Et il est vrai que la démonstration est frappante. Le fameux calendrier de grève perlée, calé sur les trois mois de négociation, impose aux nombreux cheminots qui le suivent de reprendre le travail tous les cinq jours. « On bloque la production pendant deux jours et on la fait repartir pendant trois jours. De quoi devenir schizo ! » constate une gréviste de Gare de Lyon. « C’est comme si on faisait la grève de la faim deux jours, pour bouffer les trois autres... ça s’appelle pas la grève, ça s’appelle un régime », dit un gréviste du Bourget. Les dirigeants syndicaux vantent cette grève « à l’économie » en AG face à la fraction la plus déterminée des cheminots, une manière de s’aligner sur les couches les moins conscientes. Le patronat, de son côté, a eu tout le loisir d’étudier le plan de bataille fourni à l’avance sous forme de calendrier et de prendre des dispositions pour assurer les voyages d’affaires de ses cadres ou le transport de ses matières premières.

Cette stratégie n’est pas faite pour gagner, ni le retrait du pacte ferroviaire, ni aucune des revendications des cheminots. Elle est d’un côté un gage de la bonne volonté des appareils d’accompagner la réforme du dialogue social – une grève « à l’allemande » pour aller vers des syndicats « à l’allemande ». Et d’un autre côté une manière de se soustraire un peu plus à la pression des grévistes, de vider les AG.

Ces AG qui votent chaque jour la reconduction de la grève avaient gagné leurs lettres de noblesse à la SNCF lors du mouvement de l’hiver 1986, déclenché malgré les bureaucraties syndicales et qui avait vu naître une véritable coordination. En 1995, les syndicats avaient poussé à la mobilisation contre le plan Juppé, et donc repris à leur compte et légitimé cette méthode de la reconduction par les AG. Les nombreux mouvements cheminots qui ont suivi (2000, 2003, 2007, 2010, 2014 et 2016) ont tous repris cette forme d’organisation.

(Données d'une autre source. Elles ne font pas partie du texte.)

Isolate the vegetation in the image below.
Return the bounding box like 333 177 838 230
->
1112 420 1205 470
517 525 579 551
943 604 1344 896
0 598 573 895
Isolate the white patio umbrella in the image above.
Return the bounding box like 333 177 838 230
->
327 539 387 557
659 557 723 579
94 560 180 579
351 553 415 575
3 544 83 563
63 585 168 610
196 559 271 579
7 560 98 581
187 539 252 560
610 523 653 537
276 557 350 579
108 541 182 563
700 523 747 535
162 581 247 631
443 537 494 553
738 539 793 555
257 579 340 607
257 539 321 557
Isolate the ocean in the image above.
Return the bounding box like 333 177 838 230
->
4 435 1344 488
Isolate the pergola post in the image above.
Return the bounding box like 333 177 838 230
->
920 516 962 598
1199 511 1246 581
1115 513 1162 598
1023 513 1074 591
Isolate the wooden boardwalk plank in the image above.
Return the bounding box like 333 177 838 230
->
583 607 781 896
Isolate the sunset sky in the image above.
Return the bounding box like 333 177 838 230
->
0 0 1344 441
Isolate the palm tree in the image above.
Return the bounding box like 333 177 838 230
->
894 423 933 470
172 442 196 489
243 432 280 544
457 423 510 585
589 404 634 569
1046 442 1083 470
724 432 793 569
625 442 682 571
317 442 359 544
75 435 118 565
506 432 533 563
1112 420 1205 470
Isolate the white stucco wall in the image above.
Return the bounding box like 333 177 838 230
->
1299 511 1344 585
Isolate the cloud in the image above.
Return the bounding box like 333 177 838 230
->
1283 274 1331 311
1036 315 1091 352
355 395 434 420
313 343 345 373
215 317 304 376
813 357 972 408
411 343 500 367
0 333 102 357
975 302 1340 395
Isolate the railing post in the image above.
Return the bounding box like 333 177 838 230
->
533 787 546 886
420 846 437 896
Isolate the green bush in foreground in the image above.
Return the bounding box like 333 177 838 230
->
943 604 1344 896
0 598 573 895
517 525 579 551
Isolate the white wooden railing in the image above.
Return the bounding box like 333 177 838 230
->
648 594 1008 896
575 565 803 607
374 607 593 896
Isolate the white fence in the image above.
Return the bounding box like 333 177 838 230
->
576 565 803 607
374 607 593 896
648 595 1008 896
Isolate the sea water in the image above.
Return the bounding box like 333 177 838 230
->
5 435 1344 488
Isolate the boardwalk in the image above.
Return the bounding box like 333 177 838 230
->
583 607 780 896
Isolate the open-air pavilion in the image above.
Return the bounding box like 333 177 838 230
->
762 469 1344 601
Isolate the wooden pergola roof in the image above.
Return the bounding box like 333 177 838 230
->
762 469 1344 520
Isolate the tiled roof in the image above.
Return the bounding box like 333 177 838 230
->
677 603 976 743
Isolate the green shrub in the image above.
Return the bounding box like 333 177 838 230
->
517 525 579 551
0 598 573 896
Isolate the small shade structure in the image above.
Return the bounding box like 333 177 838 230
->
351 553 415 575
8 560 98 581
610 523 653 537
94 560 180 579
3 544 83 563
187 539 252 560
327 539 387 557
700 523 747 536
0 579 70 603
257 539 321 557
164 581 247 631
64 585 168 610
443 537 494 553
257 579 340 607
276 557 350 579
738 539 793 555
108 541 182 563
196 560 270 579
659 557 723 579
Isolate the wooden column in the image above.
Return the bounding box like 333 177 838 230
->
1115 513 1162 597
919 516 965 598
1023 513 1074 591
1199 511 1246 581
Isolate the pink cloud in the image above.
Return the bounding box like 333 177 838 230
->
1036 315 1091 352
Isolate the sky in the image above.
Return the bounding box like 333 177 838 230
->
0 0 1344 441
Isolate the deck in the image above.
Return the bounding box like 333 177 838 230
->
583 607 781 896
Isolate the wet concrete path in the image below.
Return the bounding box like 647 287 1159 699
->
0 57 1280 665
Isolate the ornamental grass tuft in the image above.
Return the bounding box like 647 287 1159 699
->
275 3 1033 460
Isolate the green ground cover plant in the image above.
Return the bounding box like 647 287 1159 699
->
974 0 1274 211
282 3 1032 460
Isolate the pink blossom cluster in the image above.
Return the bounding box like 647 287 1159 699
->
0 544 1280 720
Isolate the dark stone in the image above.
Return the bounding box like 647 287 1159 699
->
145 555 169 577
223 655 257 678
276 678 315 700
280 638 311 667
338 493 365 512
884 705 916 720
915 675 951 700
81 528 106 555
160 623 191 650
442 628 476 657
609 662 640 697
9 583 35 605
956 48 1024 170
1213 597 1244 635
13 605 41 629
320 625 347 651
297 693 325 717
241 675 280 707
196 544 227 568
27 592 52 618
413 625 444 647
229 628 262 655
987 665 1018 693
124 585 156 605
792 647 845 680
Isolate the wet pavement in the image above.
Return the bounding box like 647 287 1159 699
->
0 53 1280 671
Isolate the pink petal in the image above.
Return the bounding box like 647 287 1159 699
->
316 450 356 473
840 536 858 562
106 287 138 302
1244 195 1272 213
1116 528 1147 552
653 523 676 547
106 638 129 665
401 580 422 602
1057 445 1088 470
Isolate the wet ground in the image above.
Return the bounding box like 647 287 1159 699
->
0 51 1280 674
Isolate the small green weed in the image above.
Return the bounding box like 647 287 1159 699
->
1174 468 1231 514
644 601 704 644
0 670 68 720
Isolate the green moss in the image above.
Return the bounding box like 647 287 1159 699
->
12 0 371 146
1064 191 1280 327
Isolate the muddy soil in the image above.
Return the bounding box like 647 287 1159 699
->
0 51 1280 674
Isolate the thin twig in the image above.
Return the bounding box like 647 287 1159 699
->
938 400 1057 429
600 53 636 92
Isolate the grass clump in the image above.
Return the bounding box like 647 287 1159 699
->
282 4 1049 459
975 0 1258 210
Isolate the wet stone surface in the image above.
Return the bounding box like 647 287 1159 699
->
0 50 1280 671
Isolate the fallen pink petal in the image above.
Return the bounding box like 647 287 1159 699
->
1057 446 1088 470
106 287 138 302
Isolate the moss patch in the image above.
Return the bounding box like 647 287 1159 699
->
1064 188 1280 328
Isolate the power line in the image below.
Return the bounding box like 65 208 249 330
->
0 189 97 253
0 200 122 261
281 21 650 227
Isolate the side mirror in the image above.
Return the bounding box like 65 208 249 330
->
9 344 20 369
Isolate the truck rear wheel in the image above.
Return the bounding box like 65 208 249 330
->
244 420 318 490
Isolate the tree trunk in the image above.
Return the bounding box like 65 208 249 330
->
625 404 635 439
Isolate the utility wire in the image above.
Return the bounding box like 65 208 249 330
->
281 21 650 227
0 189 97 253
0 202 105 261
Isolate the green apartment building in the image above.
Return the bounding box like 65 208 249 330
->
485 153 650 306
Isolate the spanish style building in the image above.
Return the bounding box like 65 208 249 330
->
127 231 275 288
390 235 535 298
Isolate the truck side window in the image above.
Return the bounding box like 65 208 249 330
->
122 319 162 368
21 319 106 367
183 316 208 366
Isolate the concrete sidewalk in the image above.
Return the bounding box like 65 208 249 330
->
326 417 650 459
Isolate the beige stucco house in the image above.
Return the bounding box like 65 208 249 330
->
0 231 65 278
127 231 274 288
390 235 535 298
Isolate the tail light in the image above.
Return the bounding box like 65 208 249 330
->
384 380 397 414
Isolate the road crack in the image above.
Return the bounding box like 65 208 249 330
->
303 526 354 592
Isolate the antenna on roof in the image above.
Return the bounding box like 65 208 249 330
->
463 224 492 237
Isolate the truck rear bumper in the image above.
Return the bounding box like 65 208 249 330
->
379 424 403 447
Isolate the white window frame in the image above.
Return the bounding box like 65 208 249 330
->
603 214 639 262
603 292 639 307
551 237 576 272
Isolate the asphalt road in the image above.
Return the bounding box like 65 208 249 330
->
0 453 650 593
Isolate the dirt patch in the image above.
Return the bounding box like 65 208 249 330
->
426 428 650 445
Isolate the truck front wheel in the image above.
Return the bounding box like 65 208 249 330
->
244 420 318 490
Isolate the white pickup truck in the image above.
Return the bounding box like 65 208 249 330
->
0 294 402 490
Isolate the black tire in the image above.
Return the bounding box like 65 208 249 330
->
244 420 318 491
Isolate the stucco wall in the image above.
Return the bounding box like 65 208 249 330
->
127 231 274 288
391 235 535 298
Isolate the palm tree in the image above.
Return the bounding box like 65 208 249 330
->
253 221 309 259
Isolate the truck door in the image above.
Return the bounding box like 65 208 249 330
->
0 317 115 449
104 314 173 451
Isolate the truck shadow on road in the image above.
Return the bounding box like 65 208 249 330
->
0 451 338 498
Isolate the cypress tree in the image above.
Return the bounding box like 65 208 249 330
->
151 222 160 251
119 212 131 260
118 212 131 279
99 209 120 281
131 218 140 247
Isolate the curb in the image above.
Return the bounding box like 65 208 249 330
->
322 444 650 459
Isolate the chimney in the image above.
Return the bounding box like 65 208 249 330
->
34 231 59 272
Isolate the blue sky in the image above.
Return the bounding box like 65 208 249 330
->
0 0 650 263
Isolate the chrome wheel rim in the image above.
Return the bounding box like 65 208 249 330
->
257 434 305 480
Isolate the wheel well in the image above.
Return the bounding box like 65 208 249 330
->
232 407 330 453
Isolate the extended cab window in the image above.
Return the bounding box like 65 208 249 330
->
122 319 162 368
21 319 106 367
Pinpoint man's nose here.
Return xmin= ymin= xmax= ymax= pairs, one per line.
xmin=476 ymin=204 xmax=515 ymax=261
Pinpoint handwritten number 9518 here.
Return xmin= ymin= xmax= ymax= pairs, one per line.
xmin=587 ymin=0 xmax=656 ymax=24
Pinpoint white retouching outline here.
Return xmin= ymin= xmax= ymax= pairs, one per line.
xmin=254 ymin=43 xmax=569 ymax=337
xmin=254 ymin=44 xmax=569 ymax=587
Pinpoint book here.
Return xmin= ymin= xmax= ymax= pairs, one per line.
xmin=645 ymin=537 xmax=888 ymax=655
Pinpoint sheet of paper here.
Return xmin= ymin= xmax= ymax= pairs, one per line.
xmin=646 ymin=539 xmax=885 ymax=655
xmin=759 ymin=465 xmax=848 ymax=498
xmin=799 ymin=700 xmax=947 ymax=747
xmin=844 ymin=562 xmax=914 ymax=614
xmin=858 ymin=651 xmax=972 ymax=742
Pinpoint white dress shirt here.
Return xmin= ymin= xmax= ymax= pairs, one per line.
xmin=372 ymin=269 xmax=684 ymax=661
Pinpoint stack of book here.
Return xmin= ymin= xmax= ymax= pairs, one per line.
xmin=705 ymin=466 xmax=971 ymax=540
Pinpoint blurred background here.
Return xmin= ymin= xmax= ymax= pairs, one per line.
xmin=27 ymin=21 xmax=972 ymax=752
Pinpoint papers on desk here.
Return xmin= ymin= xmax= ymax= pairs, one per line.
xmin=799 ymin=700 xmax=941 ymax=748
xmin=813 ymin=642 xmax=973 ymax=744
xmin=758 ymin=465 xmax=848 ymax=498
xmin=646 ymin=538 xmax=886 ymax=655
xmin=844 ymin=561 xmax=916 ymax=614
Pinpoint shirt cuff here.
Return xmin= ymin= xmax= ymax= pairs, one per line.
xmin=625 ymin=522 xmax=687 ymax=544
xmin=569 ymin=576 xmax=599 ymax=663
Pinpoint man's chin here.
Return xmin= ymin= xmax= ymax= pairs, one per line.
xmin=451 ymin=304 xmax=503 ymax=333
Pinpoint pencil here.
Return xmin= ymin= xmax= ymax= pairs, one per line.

L’existence d’AG ne signifiait pas que la conduite de ces grèves échappaient aux directions syndicales, loin de là. Mais ces rassemblements quotidiens de grévistes étaient une épine dans le pied des bureaucrates, tenus de justifier leur politique au risque de la voir rejetée.

Convergence des luttes ou juxtaposition de grèves perlées ?

La grève perlée sur calendrier fait déjà tache d’huile dans d’autres secteurs comme à Air France – où l’intersyndicale a pris soin de superposer le moins possible les jours de grève à ceux de la SNCF. Décidément les enjeux de la lutte des cheminots dépassent largement le secteur ferroviaire et concernent toute la classe ouvrière.

Les cheminots grévistes sont attentifs aux luttes qui agitent les autres secteurs – étudiants, Carrefour, Air France, EdF – car ils ont bien compris que l’extension de leur mouvement, ou au moins la menace de son extension, serait un facteur décisif pour gagner. Les directions syndicales, lorsqu’elles ne combattent pas l’idée même de convergence des luttes comme le fait la CFDT, font tout pour les disperser. Ainsi, le 3 mai, les cheminots, les agents des finances publiques et les enseignants sont appelés à manifester à Paris, mais dans trois endroits différents.

Cette politique des directions syndicales est démoralisante, mais la participation massive des cheminots à la grève prouve la profondeur du mécontentement. Il n’est pas dit que les digues bureaucratiques ne seront pas débordées !

30 avril 2018, Raphaël PRESTON


[1La négociation de cette convention collective ferroviaire est en cours depuis la réforme de 2016. Voir CR n°105, avril-mai 2016.

[2InfoLutte du 25 avril, Fédération CGT des cheminots.

[3Comité social et économique, introduit par les ordonnances « Loi Travail 2 ».